Ты, возрожденный к жизни, богатый сумасброд, грезящий наяву, всемогущий провидец, всесильный миллионер, возвратись на мгновение к мрачному зрелищу жалкой и голодной жизни, пройди снова тот путь, на который тебя обрекла судьба, куда тебя привело злосчастие, где тебя ждало отчаяние; слишком много алмазов, золота и наслаждения сверкает на поверхности того зеркала, в которое Монте-Кристо смотрит на Дантеса; спрячь эти алмазы, запятнай это золото, сотри эти лучи; богач, вспомни бедняка; свободный, вспомни узника; воскресший, вспомни мертвеца".
Погруженный в такие думы, Монте-Кристо шел по улице Кессри. Это была та самая улица, по которой двадцать четыре года тому назад его везла безмолвная стража; эти дома, теперь веселые и оживленные, были в ту ночь темны и молчаливы.
— Это те же дома, — шептал Монте-Кристо, — но только тогда была ночь, а сейчас светлый день; солнце все освещает и всему придает радостный вид.
Он спустился по улице Сен-Лоран на набережную и подошел к Управлению порта; здесь его тогда посадили в баркас.
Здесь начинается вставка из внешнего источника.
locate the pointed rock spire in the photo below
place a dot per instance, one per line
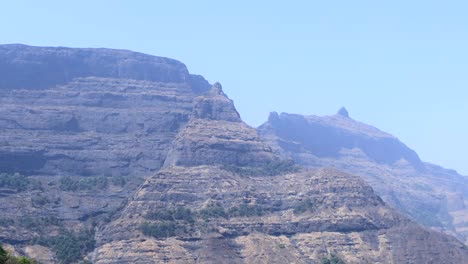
(343, 112)
(215, 105)
(217, 89)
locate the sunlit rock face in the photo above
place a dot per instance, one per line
(433, 196)
(160, 168)
(90, 111)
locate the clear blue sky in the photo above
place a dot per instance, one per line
(401, 66)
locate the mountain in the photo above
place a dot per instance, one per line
(430, 194)
(128, 158)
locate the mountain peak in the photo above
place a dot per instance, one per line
(217, 89)
(343, 112)
(215, 105)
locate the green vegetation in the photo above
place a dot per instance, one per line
(90, 183)
(69, 246)
(6, 222)
(39, 200)
(119, 181)
(246, 210)
(179, 213)
(178, 220)
(332, 259)
(273, 168)
(215, 210)
(38, 223)
(306, 205)
(160, 230)
(6, 258)
(83, 184)
(18, 182)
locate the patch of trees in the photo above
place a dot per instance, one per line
(90, 183)
(178, 220)
(303, 206)
(332, 259)
(38, 223)
(276, 167)
(7, 258)
(18, 182)
(69, 247)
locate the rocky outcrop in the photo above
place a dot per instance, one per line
(216, 135)
(130, 159)
(90, 111)
(431, 195)
(195, 210)
(327, 136)
(27, 67)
Мимо шла лодка под холщовым тентом. Монте-Кристо окликнул лодочника, и тот поспешил к нему, предвидя щедрое вознаграждение.
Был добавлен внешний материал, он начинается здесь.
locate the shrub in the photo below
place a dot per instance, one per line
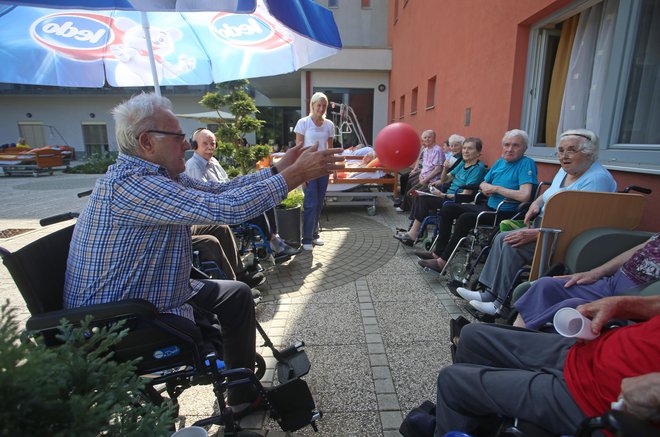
(75, 389)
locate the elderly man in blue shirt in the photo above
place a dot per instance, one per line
(133, 239)
(512, 176)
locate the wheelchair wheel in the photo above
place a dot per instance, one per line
(259, 366)
(456, 269)
(262, 253)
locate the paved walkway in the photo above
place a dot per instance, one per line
(375, 326)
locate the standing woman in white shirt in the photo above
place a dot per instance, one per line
(310, 131)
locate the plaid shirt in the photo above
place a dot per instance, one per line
(133, 240)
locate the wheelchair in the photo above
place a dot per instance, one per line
(253, 244)
(618, 423)
(586, 250)
(469, 256)
(171, 359)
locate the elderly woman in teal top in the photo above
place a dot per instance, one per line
(580, 170)
(469, 172)
(314, 130)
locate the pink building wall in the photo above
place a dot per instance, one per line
(477, 51)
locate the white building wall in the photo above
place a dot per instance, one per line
(67, 113)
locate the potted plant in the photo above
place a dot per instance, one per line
(288, 214)
(72, 389)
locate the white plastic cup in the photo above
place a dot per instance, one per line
(191, 431)
(569, 322)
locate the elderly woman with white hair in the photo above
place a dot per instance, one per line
(580, 170)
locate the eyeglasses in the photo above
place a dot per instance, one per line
(567, 152)
(180, 136)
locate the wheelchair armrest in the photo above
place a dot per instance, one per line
(618, 422)
(122, 309)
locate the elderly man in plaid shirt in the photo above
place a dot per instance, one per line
(133, 239)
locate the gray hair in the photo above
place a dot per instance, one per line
(315, 98)
(517, 133)
(588, 141)
(430, 132)
(455, 138)
(135, 116)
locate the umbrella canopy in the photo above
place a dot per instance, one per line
(91, 47)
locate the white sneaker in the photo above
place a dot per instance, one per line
(485, 307)
(469, 294)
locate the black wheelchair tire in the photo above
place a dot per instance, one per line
(259, 366)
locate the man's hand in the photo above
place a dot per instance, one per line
(520, 237)
(289, 157)
(312, 164)
(488, 189)
(600, 311)
(642, 396)
(532, 212)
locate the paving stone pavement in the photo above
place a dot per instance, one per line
(375, 326)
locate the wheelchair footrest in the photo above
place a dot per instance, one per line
(292, 405)
(292, 365)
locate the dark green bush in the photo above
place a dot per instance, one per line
(75, 389)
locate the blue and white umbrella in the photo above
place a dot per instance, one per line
(80, 43)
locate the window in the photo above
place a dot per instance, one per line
(430, 93)
(95, 137)
(413, 101)
(610, 85)
(33, 132)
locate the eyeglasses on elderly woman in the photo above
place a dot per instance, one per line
(569, 151)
Погода была чудесная, прогулка восхитительная. Солнце, алое, пылающее, спускалось к горизонту, воспламеняя волны; по морю, гладкому как зеркало, иногда пробегала рябь — это рыба, преследуемая невидимым врагом, выскакивала из воды и искала спасения в чуждой стихии; вдали скользили белые и легкие, как чайки, рыбачьи лодки, направляющиеся в Мартиг, и торговые суда, везущие груз на Корсику или в Испанию.
Но граф не замечал ни безоблачного неба, ни стройных скользящих лодок, ни все заливающего золотого света. Завернувшись в плащ, он вспоминал одну за другой все вехи своего страшного пути: одинокий огонек, светившийся в Каталанах; грозный силуэт замка Иф, указавший ему, куда его везут; борьбу с жандармами, когда он хотел броситься в море; свое отчаяние, когда он почувствовал себя побежденным, и холод ружейного дула, приставленного к виску, словно ледяное кольцо.
И мало-помалу, подобно высохшим за лето ручьям^ которые, когда надвигаются осенние тучи, понемногу наполняются влагой и начинают оживать капля за каплей, граф Монте-Кристо ощутил, как в груди его, капля за каплей, начинает сочиться желчь, некогда заливавшая сердце Эдмона Дантеса.
Для него с этой минуты не было больше ни ясного неба, ни легких лодок, ни золотого сияния; небо заволоклось траурными тучами, а когда перед ним вырос черный гигант, носящий имя замка Иф, он вздрогнул, словно увидел призрак смертельного врага.